Tracy: Do you divide all the profits among the stockholders?

Charles: Not all of them. The stockholders receive regular dividends. But some of our earnings are held in reserve accounts.

Tracy: I suppose that would be necessary.

Charles: Here's a copy of our last published statement. You see the reserves are shown here as surplus and undivided profits.

11. Home reading. Read and translate the text. Give a short summary of it the british banking system

The Bankers' Clearing House

The transmission of payments by means of cheques creates problems when the person making the payment has an account in a different bank from the person receiving the payment. The final settlement obviously requires a movement of money from one bank to another. In any one day there will be millions of cheques which require such inter-bank transac­tions to be carried out. Fortunately, many of these transfers of money will offset each other. There will be a large number of cheques drawn on accounts in Bank A that are payable to accounts in Bank B, but there will also be a large number of cheques requiring a transfer of funds in the opposite direction.

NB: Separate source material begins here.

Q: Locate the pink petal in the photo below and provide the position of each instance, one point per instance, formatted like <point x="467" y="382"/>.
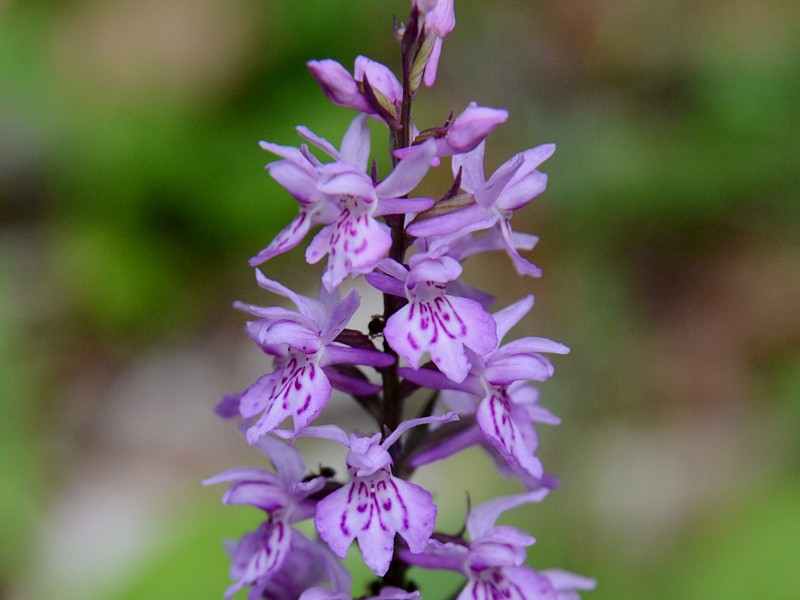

Each bank in a multi-bank system will find itself in this kind of situation at the end of each day. An obvious solution is for each bank to pay (or receive) the net amount owing after the banks have totalled their claims against each other. This is the function of the Bankers' Clearing House. Cheques which are drawn on one bank but payable to anoth­er are sent to the clearing house where mutual claims are off­set against one another, and the banks merely settle the outstanding amounts. These payments from one bank to anoth­er are carried out by means of cheques drawn on accounts which the clearing banks keep at the Bank of England. On an average day in 1986, some 6—7 million cheques, with a total value of f27000 million, were exchanged and cleared.

The operational members of the London Clearing House are Barclays, the Mid-land, Lloyds, the National Westminster, Coutts and Co., Williams and Glyn's, the Co-operative Bank, the Trustee Savings Bank, the National Giro Bank and the Bank of England. Non-clearing banks have agency arrangements with the clearing banks, although there are proposals to extend membership of the Bankers' Clearing House. There are three Scottish clearing banks, with their own clearing system: the Bank of Scotland, the Clydesdale and the Royal Bank of Scotland.